Less common (but more disturbing) is the sense that the world is in fact some vast out-of-control narrative function -- usually triggered by inconsistencies in memory or remembering dreams as reality.

Under such circumstances other people and animals (and to a lesser extent plants) are extremely comforting, particularly those that are prone to unexpected behaviour and general wilfulness. Not so much because they provide a good philosophical argument for reality, but because they provide that crucial shock of the real that allows your observer to forget about the complexities of consciousness and engage directly with the best working model.

Re: it all comes down to cats

[identity profile] http://users.livejournal.com/la_marquise_de_/ 2011-05-25 10:27 am (UTC)(link)
Oh, yes. I feel like that, too. Other people and things can be the only piece of sanity sometimes.

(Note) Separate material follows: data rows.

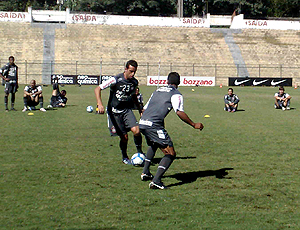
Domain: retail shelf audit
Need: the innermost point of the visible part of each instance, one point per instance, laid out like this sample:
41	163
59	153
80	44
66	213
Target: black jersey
161	102
121	91
11	72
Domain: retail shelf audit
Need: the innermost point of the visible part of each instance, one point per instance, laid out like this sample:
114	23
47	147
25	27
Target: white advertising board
184	81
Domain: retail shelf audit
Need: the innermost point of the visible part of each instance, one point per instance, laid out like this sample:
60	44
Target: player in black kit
119	108
162	101
9	73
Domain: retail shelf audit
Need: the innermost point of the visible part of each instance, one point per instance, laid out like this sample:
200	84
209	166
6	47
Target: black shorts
123	122
159	137
10	87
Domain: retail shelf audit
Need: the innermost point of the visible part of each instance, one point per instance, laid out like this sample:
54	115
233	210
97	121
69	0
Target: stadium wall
43	49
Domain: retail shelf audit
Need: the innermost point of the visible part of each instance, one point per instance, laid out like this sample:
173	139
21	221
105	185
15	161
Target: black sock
13	96
123	147
163	166
41	101
5	101
138	143
55	86
149	156
25	101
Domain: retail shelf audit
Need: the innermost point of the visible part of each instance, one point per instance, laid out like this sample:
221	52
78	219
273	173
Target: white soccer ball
89	109
138	159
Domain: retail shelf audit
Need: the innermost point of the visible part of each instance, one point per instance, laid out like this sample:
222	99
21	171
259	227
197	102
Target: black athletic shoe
153	185
145	177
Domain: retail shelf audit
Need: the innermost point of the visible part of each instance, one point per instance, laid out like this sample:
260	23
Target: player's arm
98	90
177	104
136	102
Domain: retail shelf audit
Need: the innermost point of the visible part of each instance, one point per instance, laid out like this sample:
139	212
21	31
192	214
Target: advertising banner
248	81
184	81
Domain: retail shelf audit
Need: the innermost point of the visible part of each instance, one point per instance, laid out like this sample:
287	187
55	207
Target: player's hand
199	126
101	109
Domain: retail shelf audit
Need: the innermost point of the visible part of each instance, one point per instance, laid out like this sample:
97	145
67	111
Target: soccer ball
89	109
138	159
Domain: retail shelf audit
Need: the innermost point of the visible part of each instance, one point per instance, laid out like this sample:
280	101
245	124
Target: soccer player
282	99
58	98
119	107
33	96
9	73
231	101
151	124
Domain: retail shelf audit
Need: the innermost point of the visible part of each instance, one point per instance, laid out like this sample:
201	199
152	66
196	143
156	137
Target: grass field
62	170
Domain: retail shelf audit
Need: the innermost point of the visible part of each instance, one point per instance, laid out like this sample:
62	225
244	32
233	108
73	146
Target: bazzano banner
184	81
247	81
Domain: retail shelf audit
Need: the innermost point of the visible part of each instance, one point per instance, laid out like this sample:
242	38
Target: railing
41	71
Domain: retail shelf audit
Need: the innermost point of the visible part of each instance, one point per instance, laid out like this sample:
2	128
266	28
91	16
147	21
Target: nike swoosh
276	83
236	82
259	82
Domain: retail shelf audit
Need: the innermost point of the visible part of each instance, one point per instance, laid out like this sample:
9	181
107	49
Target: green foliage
62	170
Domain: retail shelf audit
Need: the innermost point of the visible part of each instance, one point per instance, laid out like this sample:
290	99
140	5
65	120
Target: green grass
62	170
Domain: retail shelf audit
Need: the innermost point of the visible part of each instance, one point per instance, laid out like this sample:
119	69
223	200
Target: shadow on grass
157	160
190	177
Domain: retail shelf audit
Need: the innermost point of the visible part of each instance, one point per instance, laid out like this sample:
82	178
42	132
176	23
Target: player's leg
41	102
118	122
6	94
277	104
163	166
131	122
234	108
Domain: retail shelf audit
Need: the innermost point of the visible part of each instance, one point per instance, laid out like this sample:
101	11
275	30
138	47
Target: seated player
231	101
58	98
282	99
33	96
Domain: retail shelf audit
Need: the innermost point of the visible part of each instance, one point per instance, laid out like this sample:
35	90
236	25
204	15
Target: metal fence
42	71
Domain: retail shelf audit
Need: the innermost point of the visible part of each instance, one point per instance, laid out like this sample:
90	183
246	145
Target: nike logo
276	83
236	82
259	82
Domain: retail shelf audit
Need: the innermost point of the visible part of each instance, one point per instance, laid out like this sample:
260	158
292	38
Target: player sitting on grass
231	101
58	98
33	96
162	101
282	99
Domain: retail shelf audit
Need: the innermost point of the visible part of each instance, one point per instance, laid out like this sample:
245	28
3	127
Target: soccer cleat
145	177
126	161
153	185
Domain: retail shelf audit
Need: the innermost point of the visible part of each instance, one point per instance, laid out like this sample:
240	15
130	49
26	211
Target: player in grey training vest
119	107
33	96
231	101
161	102
282	99
9	73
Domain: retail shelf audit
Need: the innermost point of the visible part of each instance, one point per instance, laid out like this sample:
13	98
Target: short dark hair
173	78
132	63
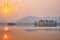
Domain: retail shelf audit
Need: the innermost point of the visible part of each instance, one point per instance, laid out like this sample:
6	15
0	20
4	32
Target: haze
38	8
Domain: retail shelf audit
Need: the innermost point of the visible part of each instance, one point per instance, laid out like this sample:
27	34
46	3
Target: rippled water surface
29	33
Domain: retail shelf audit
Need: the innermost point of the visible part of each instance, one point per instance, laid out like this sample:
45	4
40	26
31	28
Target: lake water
29	33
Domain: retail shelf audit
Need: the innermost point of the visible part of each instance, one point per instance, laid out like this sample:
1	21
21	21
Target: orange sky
38	8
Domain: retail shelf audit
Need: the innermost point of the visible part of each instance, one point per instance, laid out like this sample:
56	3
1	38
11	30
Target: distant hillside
28	19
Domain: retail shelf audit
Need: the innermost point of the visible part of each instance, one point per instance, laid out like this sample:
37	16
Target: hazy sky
38	8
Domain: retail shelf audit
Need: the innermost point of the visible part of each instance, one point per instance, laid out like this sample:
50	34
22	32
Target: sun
5	9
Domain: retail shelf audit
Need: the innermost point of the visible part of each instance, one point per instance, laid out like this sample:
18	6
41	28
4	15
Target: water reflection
19	33
6	28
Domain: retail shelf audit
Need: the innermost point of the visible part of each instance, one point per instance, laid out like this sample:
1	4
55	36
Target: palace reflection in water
29	33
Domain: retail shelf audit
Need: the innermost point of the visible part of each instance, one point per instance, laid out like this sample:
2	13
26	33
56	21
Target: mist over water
29	33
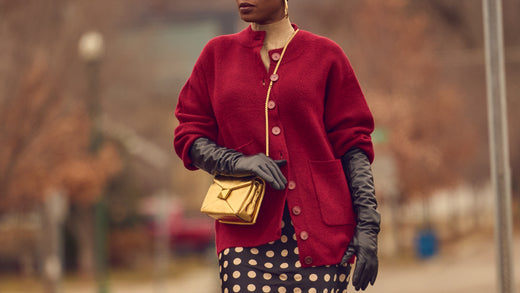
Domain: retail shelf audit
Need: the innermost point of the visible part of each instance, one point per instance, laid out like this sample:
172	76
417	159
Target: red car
194	233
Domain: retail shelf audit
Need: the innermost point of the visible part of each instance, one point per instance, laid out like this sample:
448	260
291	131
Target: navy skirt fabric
275	268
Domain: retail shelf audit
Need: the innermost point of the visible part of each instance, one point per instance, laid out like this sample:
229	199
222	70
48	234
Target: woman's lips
246	8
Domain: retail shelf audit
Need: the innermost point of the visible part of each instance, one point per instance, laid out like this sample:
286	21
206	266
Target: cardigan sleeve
348	120
194	112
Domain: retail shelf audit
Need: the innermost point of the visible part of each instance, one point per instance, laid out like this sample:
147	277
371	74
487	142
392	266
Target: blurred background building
86	144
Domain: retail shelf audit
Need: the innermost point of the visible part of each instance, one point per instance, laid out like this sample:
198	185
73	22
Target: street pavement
466	267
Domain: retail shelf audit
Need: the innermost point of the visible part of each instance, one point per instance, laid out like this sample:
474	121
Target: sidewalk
466	267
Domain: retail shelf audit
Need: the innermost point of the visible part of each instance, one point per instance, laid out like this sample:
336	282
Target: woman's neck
276	34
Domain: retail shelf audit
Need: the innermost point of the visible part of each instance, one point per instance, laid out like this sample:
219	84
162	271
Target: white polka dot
342	277
313	277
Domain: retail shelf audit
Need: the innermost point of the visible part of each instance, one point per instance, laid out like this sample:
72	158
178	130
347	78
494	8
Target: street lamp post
91	50
499	142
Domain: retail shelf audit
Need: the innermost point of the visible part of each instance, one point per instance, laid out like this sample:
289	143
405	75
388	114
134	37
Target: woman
319	210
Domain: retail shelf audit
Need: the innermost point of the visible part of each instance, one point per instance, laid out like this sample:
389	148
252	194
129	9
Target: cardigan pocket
332	192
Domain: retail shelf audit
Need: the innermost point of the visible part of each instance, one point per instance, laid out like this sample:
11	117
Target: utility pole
91	49
498	141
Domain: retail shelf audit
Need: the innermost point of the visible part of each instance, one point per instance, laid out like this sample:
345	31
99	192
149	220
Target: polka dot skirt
275	268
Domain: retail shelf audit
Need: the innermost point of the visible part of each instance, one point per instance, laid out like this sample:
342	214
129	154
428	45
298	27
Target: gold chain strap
269	94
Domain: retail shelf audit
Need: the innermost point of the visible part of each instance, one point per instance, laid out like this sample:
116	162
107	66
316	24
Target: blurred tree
391	46
44	127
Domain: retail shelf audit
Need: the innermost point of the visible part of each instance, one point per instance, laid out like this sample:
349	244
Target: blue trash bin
426	243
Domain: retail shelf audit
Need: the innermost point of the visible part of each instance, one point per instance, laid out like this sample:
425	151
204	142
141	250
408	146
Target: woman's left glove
364	242
215	159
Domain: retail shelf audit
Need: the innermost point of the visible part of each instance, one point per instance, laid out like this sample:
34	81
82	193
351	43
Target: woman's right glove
214	159
364	242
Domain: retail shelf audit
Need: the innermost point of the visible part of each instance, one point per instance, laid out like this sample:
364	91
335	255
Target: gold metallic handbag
237	199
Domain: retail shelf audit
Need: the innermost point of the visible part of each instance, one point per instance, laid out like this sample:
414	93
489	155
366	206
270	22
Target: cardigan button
304	235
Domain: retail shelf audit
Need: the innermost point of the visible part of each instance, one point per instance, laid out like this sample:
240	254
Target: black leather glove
364	242
214	159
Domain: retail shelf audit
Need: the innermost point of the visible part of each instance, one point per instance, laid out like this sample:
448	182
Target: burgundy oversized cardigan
317	112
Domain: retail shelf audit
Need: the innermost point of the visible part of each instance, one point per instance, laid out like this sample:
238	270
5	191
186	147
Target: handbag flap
228	184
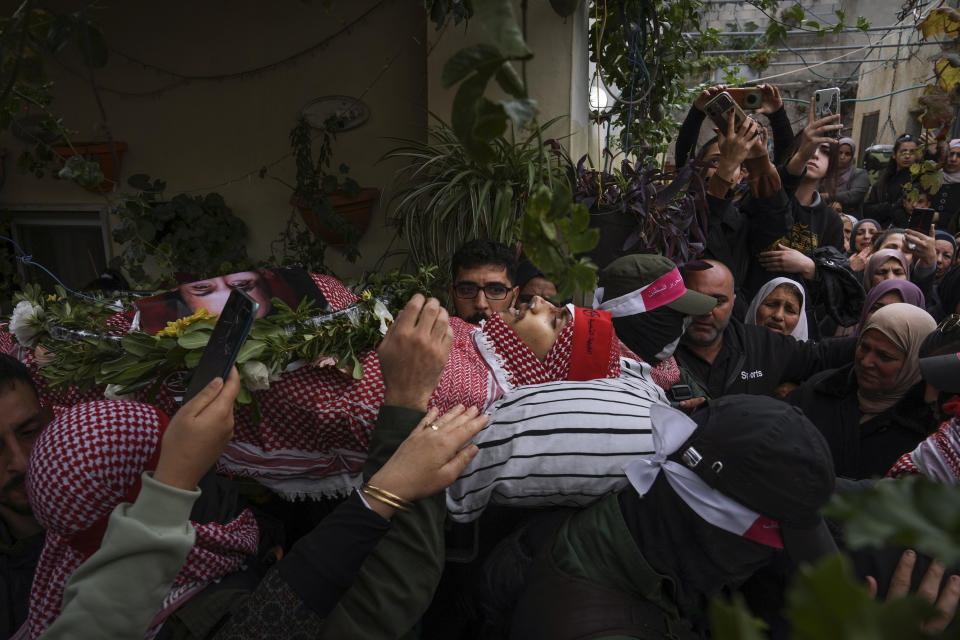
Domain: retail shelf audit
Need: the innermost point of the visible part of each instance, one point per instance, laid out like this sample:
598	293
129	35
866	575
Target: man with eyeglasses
947	199
484	279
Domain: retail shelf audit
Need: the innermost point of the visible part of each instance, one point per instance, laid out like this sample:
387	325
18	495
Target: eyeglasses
493	291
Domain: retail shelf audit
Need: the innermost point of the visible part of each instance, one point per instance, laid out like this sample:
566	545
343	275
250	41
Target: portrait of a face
291	285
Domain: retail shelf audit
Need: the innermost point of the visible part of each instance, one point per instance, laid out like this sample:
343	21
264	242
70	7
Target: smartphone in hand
747	97
920	220
719	111
228	336
826	102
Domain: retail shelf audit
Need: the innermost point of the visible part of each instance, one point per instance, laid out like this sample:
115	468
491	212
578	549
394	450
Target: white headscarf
952	178
800	332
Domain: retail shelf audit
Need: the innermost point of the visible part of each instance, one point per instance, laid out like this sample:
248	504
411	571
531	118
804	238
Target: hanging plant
639	208
196	236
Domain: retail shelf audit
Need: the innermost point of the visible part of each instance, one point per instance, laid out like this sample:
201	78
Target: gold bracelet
385	497
730	183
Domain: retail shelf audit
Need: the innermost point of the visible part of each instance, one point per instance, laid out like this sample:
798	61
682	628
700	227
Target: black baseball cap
631	273
769	457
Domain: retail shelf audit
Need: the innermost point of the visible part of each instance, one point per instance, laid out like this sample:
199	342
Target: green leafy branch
141	361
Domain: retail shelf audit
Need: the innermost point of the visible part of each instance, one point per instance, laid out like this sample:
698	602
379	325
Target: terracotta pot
355	210
103	153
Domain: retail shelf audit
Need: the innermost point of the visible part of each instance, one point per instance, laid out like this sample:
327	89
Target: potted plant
640	208
442	197
106	156
185	237
332	204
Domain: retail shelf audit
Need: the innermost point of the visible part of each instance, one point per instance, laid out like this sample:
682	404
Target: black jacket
18	561
862	450
756	360
689	133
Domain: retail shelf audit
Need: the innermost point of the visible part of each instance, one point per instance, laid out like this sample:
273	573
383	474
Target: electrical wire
182	79
27	259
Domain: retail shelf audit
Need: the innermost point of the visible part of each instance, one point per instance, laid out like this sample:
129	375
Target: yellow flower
175	329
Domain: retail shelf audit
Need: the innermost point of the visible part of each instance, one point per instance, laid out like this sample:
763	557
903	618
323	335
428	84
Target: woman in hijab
846	189
884	265
889	291
781	306
886	195
873	410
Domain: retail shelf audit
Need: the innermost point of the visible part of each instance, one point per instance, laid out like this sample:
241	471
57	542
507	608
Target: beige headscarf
905	326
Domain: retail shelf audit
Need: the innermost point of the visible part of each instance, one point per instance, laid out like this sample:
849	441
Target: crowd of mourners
519	468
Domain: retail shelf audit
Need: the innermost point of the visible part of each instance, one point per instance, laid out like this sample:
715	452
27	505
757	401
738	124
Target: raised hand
431	457
413	353
197	434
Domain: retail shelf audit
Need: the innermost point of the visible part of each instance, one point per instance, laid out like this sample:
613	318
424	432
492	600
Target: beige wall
557	74
200	135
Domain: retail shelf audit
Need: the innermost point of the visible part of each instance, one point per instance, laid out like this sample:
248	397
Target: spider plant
441	197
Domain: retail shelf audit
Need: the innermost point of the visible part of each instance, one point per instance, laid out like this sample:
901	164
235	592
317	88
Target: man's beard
476	318
22	508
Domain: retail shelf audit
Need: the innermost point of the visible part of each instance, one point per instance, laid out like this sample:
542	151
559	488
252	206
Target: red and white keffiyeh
316	423
88	460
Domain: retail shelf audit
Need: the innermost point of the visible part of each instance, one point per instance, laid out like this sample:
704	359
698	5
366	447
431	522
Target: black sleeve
782	134
687	137
803	359
877	209
833	230
726	237
856	189
769	218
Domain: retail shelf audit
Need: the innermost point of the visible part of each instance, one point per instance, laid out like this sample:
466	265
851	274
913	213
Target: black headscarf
649	334
948	290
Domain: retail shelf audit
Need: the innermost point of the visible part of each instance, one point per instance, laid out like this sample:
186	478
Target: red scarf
86	462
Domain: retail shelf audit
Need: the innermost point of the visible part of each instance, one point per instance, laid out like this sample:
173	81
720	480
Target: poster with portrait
291	285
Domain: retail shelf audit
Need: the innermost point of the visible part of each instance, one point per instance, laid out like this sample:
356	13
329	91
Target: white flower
110	393
25	322
256	375
380	311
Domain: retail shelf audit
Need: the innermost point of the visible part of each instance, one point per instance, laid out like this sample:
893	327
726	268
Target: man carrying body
484	279
720	355
21	536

[identity profile] xenaclone.livejournal.com 2011-05-25 08:12 am (UTC)(link)
Maybe God[dess] is thinking we exist, rather like a cosmic White King?

[identity profile] http://users.livejournal.com/la_marquise_de_/ 2011-05-25 10:28 am (UTC)(link)
I like that! I do believe that God (and St Francis de Sales) believe I exist and I do find that helpful.

[identity profile] woolymonkey.livejournal.com 2011-05-25 08:45 am (UTC)(link)
I'm with Kurt Vonnegut in Galapagos: a large proportion of reality is a fiction caused by our over-large brains. But I treat it as real because recognising the fiction doesn't abolish it or prevent it affecting me.

Intellectually, I admit that my sense of self is another of those fictions, but at the same time I believe strongly in my existence, identified as the consciousness that's smart enough to figure out that a lot of reality is fiction. At some level, I persist in thinking I'm clever enough that none of this clever debunking of reality applies to me. So not that clever really, but perhaps a lot comfier that way.

Basically, I think I'm real, you're real, cats and monkeys are real. But humans have more trouble keeping track of what's real or not than the cats and monkeys do. So I hang out with cats and hope some of it rubs off on me. (Monkeys are more confused than cats, but less so than humans. Orangutan librarians, of course, are the only ones who have it totally sussed.

[identity profile] http://users.livejournal.com/la_marquise_de_/ 2011-05-25 10:29 am (UTC)(link)
That's very sensible. Cats often seem to me to have things much more sorted than I do. (Well, Caspian, Moon and Ish, anyway. Horus is another matter.)